La latte cassée de ma Booster commence à sérieusement tirer la tronche. Ça fait un moment qu’elle est cassée, mais je fais semblant de ne pas le voir car je sais bien que je ne pourrais pas la remplacer faute de finances nécessaires… Je me décide à arrêter à contrecœur, et peut-être à rentrer. Mais le planchiste en 6.5m² planne toujours. Je reprends la 6.7m² et rebelote pour encore plusieurs bords au taquet… La fin de la session n’est pas encore venue
Je perfectionne mon jibe sur la X-Cite. Il est plus accéré qu’avant, plus radical. Le rail mord bien et pourtant la relance est bonne. Je pense que le début de session tranquille en Kona m’a bien échauffé, et dans cet instant en fun j’ai le sentiment d’être parfaitement à l’aise, bien réglé au niveau matos, et en pleine forme. Le dérrouillage du dos fonctionne bien. J’aime le printemps car il marque pour moi le retour de la santé.
Bon. Après plusieurs heures sur l’eau, je commence à ressentir la bonne fatigue. Je n’oublies pas que je suis simplement vétu d’un lycra, et quelques chûtes me font percevoir un peu le froid. J’ai enfin la sensation d’avoir fait une session “jusqu’au bout” : “Enfin fatigué, vraiment”. Il fallait tout ça pour que je me sente complètement et entièrement bien pour la première fois de saison.
Je plie le matériel tranquillement, sur fond musical du 25e anivversaire du Cafe del Mar… Une fois la dernière voile dégréée, il se met à pleuvoir. Parfait, je rentre. Un bon souvenir qui motivera les prochaines sessions.

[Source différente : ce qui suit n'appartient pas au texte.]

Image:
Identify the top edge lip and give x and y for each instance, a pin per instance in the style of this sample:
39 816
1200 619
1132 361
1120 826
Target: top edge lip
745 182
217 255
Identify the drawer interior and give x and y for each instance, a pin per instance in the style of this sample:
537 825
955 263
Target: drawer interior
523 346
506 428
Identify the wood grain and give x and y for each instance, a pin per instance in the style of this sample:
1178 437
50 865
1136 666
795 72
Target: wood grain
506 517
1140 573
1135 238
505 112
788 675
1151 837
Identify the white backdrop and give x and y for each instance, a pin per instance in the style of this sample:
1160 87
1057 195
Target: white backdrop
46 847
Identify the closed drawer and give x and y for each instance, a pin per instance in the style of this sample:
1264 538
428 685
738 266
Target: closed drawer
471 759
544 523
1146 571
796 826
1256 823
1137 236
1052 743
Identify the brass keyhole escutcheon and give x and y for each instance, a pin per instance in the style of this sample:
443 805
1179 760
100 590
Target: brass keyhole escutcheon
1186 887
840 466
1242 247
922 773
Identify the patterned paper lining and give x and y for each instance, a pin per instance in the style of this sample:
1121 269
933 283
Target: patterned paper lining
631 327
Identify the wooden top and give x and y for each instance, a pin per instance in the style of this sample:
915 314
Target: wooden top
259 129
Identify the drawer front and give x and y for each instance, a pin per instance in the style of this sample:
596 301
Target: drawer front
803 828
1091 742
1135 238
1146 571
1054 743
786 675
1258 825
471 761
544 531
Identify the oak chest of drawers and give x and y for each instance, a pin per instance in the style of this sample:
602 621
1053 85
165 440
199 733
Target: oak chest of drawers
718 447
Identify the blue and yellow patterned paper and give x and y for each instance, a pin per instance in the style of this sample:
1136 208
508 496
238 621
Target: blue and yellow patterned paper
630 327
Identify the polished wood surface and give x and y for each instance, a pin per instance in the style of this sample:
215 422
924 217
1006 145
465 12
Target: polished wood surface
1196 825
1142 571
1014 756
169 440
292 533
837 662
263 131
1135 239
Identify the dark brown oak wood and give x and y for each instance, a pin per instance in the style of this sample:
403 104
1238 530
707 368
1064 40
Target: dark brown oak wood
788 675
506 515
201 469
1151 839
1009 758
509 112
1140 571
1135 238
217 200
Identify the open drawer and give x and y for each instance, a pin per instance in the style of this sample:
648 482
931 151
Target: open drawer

Pour mémoire j’ai réussi à manutensionner la Kona seul, et depuis notre balcon jusquà la fin des escaliers de la résidence, ce n’est pas une mince affaire. Il faut être assez motivé pour se trainer un flotteur de 20 kilos et 3,72m à l’intérieur d’un appartement. Quant à la remonter dans l’appart après 4 heures de planche dans les bras, je ne vous en parle même pas
Mais le plaisir sur l’eau en vaut largement la chandelle.